A vertically oriented, ovoid object of pale reddish stone. Carved on the surface are two male figures, an adult and child, facing each other. The adult balances a ball on his raised knee. A column with a folded mantle on top stands behind him.

Relief depicting a man playing with a ball, watched by his young servant, from a funerary stele. 400–375 BCE. National Archaeological Museum, Athens: 873. Photo: Wikimedia. Public domain.

It was not only exercise but all bodily activities—from bathing and massage to sex—where moderation was key. Although Galen wrote less on the topic of bathing than some other Roman writers, he was nonetheless familiar with the specifics of its culture in Rome.

A large reddish-orange building with large rectangular windows and low-sloped roofs covered in terracotta tiles. Green trees surround front of the building.

Baths of Diocletian, Rome. Roman, 299–306 CE. Photo: Anthony Majanlahti / Wikimedia. CC BY 2.0.

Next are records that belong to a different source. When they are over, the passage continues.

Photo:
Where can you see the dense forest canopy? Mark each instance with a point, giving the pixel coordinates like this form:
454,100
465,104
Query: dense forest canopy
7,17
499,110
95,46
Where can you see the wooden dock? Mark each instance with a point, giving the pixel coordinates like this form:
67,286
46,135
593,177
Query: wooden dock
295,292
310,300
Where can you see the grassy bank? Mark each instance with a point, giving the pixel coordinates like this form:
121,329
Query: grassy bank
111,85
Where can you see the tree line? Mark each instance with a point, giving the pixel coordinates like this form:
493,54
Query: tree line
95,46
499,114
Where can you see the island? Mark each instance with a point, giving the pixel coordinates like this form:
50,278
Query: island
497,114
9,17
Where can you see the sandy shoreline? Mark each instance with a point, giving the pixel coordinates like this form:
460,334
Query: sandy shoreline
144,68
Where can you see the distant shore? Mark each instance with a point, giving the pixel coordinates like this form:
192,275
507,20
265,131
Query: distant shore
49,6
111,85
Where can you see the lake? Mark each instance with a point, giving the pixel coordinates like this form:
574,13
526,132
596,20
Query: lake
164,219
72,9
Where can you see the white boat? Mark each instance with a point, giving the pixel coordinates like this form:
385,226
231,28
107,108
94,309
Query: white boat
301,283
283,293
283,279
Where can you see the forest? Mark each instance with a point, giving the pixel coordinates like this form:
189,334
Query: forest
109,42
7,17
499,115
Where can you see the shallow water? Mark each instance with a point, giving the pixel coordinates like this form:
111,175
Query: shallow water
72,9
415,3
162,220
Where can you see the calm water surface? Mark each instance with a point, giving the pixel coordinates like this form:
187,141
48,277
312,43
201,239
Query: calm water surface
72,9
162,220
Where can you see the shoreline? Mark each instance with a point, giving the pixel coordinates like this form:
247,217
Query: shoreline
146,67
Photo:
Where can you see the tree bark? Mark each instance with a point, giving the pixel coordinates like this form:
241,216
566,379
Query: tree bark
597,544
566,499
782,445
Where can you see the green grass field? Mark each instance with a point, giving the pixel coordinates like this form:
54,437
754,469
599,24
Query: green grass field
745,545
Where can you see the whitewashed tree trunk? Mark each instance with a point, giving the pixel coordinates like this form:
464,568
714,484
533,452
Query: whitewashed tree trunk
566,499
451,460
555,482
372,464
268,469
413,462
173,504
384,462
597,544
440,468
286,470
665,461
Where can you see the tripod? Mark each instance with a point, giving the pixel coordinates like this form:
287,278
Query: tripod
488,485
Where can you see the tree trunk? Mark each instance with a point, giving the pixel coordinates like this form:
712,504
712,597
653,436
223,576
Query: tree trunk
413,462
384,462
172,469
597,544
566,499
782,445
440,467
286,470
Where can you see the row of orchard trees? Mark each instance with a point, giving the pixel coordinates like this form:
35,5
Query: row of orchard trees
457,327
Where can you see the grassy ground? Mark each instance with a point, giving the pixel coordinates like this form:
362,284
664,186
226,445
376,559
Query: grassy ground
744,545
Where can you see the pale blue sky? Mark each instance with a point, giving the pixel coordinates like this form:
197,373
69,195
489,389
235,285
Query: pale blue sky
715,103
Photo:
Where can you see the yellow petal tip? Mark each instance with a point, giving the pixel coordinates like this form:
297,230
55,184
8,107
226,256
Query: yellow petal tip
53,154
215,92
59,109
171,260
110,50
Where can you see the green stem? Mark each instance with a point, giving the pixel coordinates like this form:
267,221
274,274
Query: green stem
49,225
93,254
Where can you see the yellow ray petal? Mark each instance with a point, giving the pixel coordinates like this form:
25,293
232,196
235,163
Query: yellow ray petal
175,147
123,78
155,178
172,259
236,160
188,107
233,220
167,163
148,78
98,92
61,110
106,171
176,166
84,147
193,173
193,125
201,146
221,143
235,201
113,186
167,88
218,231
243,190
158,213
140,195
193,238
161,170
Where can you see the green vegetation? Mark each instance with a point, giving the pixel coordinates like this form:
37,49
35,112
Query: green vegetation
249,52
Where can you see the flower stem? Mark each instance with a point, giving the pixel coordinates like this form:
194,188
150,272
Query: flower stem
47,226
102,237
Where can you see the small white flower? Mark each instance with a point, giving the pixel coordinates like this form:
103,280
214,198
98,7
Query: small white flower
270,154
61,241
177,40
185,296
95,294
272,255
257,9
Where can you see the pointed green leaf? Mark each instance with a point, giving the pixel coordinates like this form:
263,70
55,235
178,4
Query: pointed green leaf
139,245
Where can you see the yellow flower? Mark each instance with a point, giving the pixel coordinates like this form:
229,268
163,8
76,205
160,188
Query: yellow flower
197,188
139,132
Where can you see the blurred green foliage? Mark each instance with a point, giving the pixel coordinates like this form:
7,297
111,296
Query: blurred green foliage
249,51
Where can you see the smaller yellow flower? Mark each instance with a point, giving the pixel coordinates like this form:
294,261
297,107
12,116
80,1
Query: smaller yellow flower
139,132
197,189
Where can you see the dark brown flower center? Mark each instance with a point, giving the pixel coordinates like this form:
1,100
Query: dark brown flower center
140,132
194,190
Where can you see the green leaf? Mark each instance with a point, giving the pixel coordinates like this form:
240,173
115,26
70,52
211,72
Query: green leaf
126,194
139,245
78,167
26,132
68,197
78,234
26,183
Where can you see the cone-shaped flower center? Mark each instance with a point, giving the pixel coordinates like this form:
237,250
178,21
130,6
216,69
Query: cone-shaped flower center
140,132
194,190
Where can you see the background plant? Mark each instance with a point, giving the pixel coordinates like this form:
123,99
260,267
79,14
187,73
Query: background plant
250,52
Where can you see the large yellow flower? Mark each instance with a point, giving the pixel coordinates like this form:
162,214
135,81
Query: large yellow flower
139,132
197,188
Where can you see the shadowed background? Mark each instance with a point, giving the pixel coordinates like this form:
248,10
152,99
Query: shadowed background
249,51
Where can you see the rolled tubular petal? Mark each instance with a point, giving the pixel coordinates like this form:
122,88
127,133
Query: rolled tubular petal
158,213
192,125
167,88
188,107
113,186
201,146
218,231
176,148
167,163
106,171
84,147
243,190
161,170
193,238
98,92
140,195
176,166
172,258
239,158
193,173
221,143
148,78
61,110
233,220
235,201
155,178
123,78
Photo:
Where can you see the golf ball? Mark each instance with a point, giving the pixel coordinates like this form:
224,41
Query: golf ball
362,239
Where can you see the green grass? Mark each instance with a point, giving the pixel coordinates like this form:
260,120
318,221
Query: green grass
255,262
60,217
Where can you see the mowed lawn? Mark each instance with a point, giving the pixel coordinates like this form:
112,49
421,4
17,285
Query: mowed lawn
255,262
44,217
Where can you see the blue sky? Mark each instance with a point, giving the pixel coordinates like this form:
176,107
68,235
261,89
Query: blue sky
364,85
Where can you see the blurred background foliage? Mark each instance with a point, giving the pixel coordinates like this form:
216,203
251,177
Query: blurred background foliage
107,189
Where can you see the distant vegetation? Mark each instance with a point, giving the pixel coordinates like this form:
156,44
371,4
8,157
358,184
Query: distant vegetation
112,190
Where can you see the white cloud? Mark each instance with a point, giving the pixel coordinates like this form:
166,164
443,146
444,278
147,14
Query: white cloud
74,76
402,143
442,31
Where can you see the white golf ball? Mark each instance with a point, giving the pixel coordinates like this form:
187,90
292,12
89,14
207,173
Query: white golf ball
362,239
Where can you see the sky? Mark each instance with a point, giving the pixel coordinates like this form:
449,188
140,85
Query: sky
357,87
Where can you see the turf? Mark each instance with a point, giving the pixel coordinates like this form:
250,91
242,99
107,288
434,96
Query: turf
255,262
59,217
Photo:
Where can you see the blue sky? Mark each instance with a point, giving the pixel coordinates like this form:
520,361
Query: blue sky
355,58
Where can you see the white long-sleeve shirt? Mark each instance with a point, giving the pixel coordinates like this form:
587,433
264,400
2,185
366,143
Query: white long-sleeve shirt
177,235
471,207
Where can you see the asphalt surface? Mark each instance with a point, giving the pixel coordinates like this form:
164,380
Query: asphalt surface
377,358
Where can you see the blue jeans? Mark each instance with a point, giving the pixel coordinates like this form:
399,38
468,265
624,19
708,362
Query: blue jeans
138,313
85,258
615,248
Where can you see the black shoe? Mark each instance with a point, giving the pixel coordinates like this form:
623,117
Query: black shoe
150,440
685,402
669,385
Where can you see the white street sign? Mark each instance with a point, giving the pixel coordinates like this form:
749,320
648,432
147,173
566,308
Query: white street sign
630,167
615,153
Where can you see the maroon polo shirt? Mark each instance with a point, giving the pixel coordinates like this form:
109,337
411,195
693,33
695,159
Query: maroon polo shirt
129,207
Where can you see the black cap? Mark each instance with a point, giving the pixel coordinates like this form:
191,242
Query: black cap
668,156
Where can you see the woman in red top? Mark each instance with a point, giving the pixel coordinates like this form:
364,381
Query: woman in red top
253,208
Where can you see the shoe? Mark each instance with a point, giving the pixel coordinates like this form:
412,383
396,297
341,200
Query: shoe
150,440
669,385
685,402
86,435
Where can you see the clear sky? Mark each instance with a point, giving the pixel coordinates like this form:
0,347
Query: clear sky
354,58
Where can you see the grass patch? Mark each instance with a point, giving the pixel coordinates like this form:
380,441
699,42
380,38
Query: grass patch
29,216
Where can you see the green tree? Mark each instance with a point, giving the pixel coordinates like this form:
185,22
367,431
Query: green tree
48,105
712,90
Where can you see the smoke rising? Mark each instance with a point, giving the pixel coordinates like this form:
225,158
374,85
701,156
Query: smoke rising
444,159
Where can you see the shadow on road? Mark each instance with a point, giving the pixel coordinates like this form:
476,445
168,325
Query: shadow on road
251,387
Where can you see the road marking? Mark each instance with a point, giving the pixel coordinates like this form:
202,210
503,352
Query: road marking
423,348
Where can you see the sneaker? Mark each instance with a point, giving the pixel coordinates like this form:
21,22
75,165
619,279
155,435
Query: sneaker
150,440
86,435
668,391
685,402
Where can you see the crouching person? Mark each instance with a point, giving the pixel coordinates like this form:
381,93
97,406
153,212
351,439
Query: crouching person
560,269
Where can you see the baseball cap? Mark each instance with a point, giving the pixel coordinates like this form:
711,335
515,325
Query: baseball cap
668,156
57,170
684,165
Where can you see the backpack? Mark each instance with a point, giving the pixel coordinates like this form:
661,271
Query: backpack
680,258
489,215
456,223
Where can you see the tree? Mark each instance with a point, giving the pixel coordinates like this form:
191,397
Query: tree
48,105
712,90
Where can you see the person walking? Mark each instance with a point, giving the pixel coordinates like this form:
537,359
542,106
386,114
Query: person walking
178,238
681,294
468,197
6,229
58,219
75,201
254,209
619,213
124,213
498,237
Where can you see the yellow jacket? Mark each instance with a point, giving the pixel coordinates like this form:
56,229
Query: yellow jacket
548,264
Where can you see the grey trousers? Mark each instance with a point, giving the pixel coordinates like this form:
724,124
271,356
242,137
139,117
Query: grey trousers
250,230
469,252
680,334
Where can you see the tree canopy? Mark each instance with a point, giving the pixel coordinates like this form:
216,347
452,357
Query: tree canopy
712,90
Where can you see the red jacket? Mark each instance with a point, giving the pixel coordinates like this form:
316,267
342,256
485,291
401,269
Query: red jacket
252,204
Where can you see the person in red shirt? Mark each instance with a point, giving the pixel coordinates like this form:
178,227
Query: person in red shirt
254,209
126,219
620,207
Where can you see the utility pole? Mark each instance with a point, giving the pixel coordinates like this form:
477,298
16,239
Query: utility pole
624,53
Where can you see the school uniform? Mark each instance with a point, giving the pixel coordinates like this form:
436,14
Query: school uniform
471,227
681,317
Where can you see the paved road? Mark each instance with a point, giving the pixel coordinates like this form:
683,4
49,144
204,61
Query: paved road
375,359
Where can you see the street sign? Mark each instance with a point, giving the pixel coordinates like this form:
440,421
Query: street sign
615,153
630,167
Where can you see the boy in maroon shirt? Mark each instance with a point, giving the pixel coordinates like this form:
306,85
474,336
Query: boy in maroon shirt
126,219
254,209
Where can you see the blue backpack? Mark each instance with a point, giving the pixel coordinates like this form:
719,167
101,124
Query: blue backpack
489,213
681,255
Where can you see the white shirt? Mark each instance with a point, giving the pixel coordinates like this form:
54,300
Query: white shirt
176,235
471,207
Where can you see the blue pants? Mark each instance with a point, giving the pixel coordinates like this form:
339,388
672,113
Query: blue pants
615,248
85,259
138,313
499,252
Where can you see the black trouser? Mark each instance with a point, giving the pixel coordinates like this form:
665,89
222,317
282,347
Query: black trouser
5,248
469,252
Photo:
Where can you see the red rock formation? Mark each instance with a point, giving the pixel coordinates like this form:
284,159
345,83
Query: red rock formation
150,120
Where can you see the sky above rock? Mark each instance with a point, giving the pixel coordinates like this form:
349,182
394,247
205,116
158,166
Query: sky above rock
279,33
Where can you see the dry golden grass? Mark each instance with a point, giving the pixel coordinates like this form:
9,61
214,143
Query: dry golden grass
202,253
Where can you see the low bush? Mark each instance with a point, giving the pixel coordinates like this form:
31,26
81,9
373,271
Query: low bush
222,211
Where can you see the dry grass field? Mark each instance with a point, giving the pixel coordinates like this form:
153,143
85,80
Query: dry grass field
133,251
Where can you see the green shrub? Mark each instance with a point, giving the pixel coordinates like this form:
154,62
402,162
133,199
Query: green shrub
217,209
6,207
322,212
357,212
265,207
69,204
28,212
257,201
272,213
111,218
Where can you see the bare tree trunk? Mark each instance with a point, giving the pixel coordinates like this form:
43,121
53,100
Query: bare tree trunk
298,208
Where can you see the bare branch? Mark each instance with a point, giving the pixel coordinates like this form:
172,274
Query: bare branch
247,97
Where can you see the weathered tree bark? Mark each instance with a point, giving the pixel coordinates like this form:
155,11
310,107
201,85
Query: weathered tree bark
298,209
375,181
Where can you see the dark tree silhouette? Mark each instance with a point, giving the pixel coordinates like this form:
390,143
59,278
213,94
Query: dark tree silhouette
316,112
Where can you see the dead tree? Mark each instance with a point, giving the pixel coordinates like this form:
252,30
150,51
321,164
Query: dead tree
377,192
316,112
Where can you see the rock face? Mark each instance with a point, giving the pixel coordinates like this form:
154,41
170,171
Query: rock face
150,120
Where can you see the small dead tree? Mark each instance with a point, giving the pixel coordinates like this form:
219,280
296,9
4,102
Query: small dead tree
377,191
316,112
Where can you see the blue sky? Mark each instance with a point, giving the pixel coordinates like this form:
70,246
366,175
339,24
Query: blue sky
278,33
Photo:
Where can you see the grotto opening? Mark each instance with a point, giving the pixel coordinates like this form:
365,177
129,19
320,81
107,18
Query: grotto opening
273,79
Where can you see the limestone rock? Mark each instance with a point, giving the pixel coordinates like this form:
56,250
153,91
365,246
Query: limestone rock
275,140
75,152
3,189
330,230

We know that the physician visited the public baths himself, and that he also recommended bathing and massage as a treatment to some of his patients. Galen sometimes prescribed a certain temperature of water or specific hot springs—the Aquae Albulae or the Aquae Domitianae, for example—but warned about possible side effects from too much bathing. While he certainly saw its salubrious effects, he also cautioned that taken to an extreme, excessive bathing could cause soft and flabby flesh, and lead to the types of diseases one found in women.

A faded black and white photograph of a rectangular pool of water surrounded by fragmented column bases. A colonnaded portico wraps around the two far sides. Buildings are visible above.

Roman bath at Bath, England. Wellcome Collection. Photo: Wellcome Collection. CC BY 4.0.

Galen knew that sex, perhaps even more than bathing, was pleasurable, but he argued that balance was necessary with this activity too. He believed that sexual release was healthful (and the retention of semen deleterious), and that intercourse was necessary for the continuity of humanity. However, he also warned that it was bestial to be preoccupied by sex.

A painting that shows two nude figures, a male and female, facing away from the viewer in a rocky landscape. The male has an arm around the female, while the female rests an arm on his thigh.

Detail of a satyr and maenad in an embrace. Roman, 1st century CE. Fresco. House of the Epigrams, Pompeii. Museo Archeologico Nazionale di Napoli: 27705. Photo: PRISMA ARCHIVO / Alamy Stock Photo.

Galen’s discussion of sex and its place in a healthy regimen, in his text Keeping Well, is not moralistic, and he focuses on how to restore the elemental and humoral balance following intercourse; his addressee is male, but, nevertheless, there is no single recommendation for all men: an individual’s postcoital cooling needs may vary.